The rule of three: data, AI, and APIs
This digital rule of three — combining data with AI and APIs — is definitely a strength of digital giants like Amazon, Facebook, and Google. The good news is that established companies are reaping benefits as well. Consider BMW, a 100-year-old company that has become a world leader in producing connected cars. The World Economic Forum estimates that a single connected car produces four terabytes of data each day. BMW captures this data, then analyzes it to produce actionable insights around fuel consumption and maintenance needs. This information is packaged and delivered through APIs to power driver UIs and provided consent-based integration with third parties, like auto repair shops and insurance companies.

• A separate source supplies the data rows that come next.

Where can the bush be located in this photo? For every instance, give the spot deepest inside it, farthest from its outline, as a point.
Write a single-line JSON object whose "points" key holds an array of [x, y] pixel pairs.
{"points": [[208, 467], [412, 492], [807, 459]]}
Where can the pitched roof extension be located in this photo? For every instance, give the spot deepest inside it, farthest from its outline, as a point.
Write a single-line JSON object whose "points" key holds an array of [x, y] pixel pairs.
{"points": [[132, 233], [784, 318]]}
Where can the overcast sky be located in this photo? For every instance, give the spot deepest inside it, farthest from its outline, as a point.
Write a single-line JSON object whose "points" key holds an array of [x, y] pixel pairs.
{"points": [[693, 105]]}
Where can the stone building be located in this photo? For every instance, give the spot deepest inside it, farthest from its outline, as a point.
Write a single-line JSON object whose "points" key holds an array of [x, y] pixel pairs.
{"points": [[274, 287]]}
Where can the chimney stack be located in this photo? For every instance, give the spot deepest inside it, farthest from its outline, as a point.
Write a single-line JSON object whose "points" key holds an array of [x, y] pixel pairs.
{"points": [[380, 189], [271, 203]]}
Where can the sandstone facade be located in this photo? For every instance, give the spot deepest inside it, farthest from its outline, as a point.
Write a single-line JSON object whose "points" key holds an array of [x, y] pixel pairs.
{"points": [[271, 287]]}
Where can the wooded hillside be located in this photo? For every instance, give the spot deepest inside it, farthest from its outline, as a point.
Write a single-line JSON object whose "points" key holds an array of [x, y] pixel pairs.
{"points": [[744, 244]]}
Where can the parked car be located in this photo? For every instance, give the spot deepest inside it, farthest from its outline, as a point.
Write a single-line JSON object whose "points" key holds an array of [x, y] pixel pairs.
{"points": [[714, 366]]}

Data is revolutionizing every industry, and the digital rule of three is applicable in all.
Three being the magic number, here is a trio of tips on how to harness this approach in your own digital strategy:
Consider your data, AI, and API strategies together
My colleague, Andrew Dent, wrote a blog recently about not confusing your data strategy with your API strategy. Another colleague, Hugo van den Berg, talks about the potential of AI and where APIs can help. Both posts underline the need for data, AI, and API strategies to be harmonious. To know what data you need to collect, you need to know what you’re going to do with it. To know what you’re going to do with it, you need to understand how it will benefit your customers. Make sure none of these strategies are defined in isolation, and — as mentioned earlier — make sure they are grounded in business need.

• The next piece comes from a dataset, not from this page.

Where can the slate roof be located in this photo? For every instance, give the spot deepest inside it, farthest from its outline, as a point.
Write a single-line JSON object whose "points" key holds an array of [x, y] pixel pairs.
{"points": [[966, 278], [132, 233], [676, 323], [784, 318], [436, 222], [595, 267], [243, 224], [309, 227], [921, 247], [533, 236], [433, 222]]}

Ground your strategies in an envisioned business model
By aiming your strategy at a target business model, you will naturally need to address your data, AI and API strategies together. More importantly, you will ground your strategy in intended business outcomes, and create a common ground for business and IT leaders to strategize together. Mapping out the business model by showing how value gets exchanged in your digital ecosystem, as well as how value gets created within your own organization, will help you determine how to get to your goal, and even give insight into how you can innovate and grow once you get there.
Find your “data-as-value” opportunities
As mentioned, data is the biggest untapped resource in the digital economy. The good news is that your organization probably has lots of data. It may be tempting to just slap an interface on that data and wait for paying consumers to arrive. The reality is that refining that data into exchangeable value requires an iterative process. Think about what data you have, and how it might be contextualized and correlated to augment your direct or indirect customers’ experiences. But don’t stop there. Step into the customer’s shoes and think about their overall jobs-to-be-done, apply design thinking, engage in rapid prototyping. These techniques should help identify opportunities to synthesize more data on hand, or capture new data that you can weave into the experience. Consolidated customer information is especially valuable. I recommend checking out David Rogers’ book, The Digital Transformation Playbook. He includes a chapter on how to turn data into assets.
The digital era of business has arrived, and with it come many digital distractions. The best way to navigate through this storm is to create a business model beacon to illuminate your forward path. Expansive amounts of data, mind-bending ML algorithms, and web-enabled APIs can distract you or be a tool you use to disrupt your digital ecosystem. These techniques can drive your innovation engine by using them to capture, create, and deliver the value that defines the essence of your business model, and therefore your business.